The West Australian MP Andrew Hastie summed it up after the election when he told his local newspaper that there was a huge “disconnect” between the national campaign and what he was picking up on the doorstep. He questioned whether Textor had ever visited his electorate.

For his part Textor, who ridiculed a rival’s data correctly forecasting May’s hung parliament disaster, stands by his firm’s numbers. “Our research is famed for being hyper-accurate and has never been proved to be inaccurate.”

But this cannot be cross-checked as Crosby Textor never releases its raw data, not even to clients.

Liberal Party federal director Andrew Hirst says the party continues to use Crosby Textor and says Textor’s advice at the next election will be missed.

“Textor isn’t just a pollster, he is a world-class strategist,” said Hirst. “He’s still one of the best political brains going around.”

Lynton Crosby and Mark Textor in 2015.

Lynton Crosby and Mark Textor in 2015.Credit: Janie Barrett

That political genius is what has earned Textor so many get-out-of-jail-free cards when he has made controversial statements, including when he compared Indonesia’s foreign minister Marty Natalegawa to a “1970s Filipino porn star” in a 2013 tweet. The slur was front-page news in Jakarta and was criticised by Abbott in Parliament as “tacky”.

While that could be considered a case of tweeting before thinking, others suggested premeditation. Former prime minister John Howard believed Textor was the source of a devastating 2007 leak of a "confidential dossier" drawn up by Crosby Textor that warned of "crashing voter support" from people who viewed Howard as "old and dishonest”.

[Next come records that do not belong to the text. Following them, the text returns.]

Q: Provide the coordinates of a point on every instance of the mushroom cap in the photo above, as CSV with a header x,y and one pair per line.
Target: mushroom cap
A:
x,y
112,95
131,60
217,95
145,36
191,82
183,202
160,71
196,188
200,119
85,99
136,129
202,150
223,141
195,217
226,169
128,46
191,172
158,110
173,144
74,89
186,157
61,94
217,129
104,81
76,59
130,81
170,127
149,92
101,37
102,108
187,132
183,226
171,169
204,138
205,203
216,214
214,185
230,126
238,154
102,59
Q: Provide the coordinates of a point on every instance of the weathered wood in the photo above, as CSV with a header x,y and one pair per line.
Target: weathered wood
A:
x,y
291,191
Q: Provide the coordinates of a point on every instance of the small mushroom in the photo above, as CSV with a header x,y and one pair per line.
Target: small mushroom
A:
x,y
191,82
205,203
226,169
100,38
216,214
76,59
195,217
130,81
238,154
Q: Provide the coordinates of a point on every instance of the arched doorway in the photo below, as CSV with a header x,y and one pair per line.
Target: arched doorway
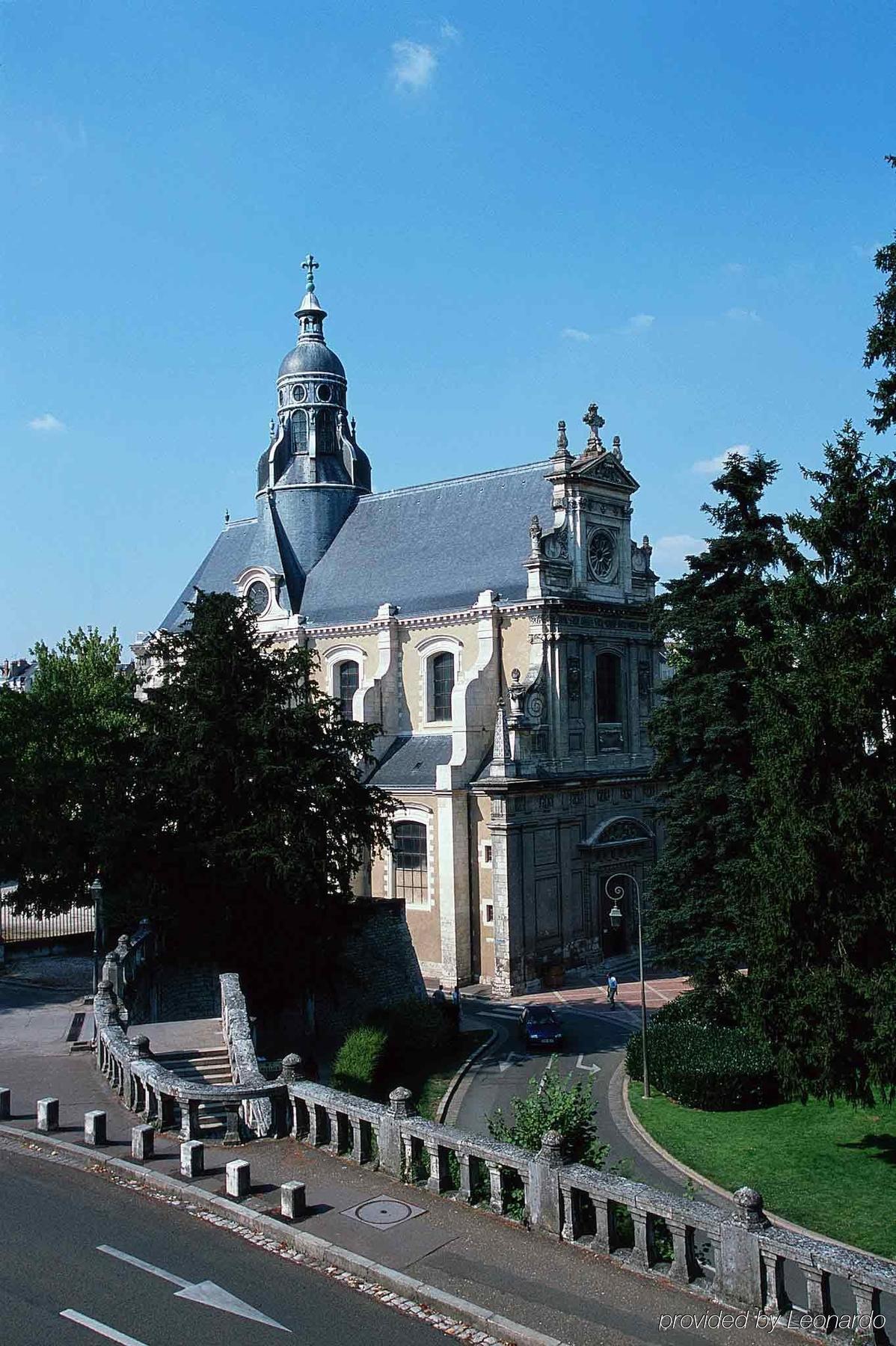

When contacted this week, Howard was full of praise for Textor, whom he said was an “excellent pollster”.

“I enjoyed working with him, I retain good personal relations with both Mark Textor and Lynton Crosby," he says. "I certainly bear him no malice.”

And Howard suggested MPs, rather than their pollster, are as much authors of their victories as they are their losses.

“The tone of an election campaign in a parliamentary system is always set by the parliamentary leadership,” he said.  “I and my senior colleagues were entitled to claim credit for our electoral successes between 1996 and 2007, just as we must accept responsibility for our defeat in 2007.”

'Textor jumped the political shark'

Not all are as forgiving as Howard. After the 2016 election, when Turnbull was returned with just a one-seat majority, conservatives, who viewed Textor’s recent public advocacy for same-sex marriage and Indigenous recognition as a breach of professionalism, took their opportunity.

"A pollster can never serve two masters": Senator Cory Bernardi has criticised Mark Textor.

"A pollster can never serve two masters": Senator Cory Bernardi has criticised Mark Textor.Credit: Alex Ellinghausen

Liberal defector and Australian Conservatives founder Cory Bernardi sums up the views of a rump of MPs who think Textor is past his use-by date.

"Textor jumped the political shark when he became a social activist in preference to a dispassionate pollster," he says. "He repeatedly dismissed the conservative base as irrelevant whilst advocating his own political peccadilloes like gay marriage, Indigenous recognition and climate change.

"Whatever genius he convinced others he once had was diminished in a haze of self-indulgence that was never called out by the Liberal Party groupies," Bernardi says. "A pollster can never serve two masters and unfortunately I think he ended up using the Liberal Party to serve his own political agenda."

Textor says his personal views never mixed with his professional advice: "An allegation that in some way I became a social activist in relation to my professional duties is pure fantasy.”

He is equally scathing of Bernardi, who since peeling off from the Liberals has not enjoyed the electoral success he might have hoped. "Cory Bernardi is not even in the party anymore, who cares about Cory Bernardi? He's a nobody. He didn't even reach double digits [in the SA state elections].”

Textor and Turnbull would be of the same mind in their views of Bernardi – if they spoke. But Textor can’t recall when he last spoke to the Prime Minister.

Asked if Turnbull will win the next poll, Textor declined to make a prediction. “I’m not going to join the punditry, I hope he does,” he says.

Despite his reluctance to make a call, it’s unlikely this is the last we will see of Mark Textor. While he enjoys the country life, farming is a stop-gap rather than a permanent career change.

“I’m going to do something next, but I’m not going to pretend I know what it is yet,” he says.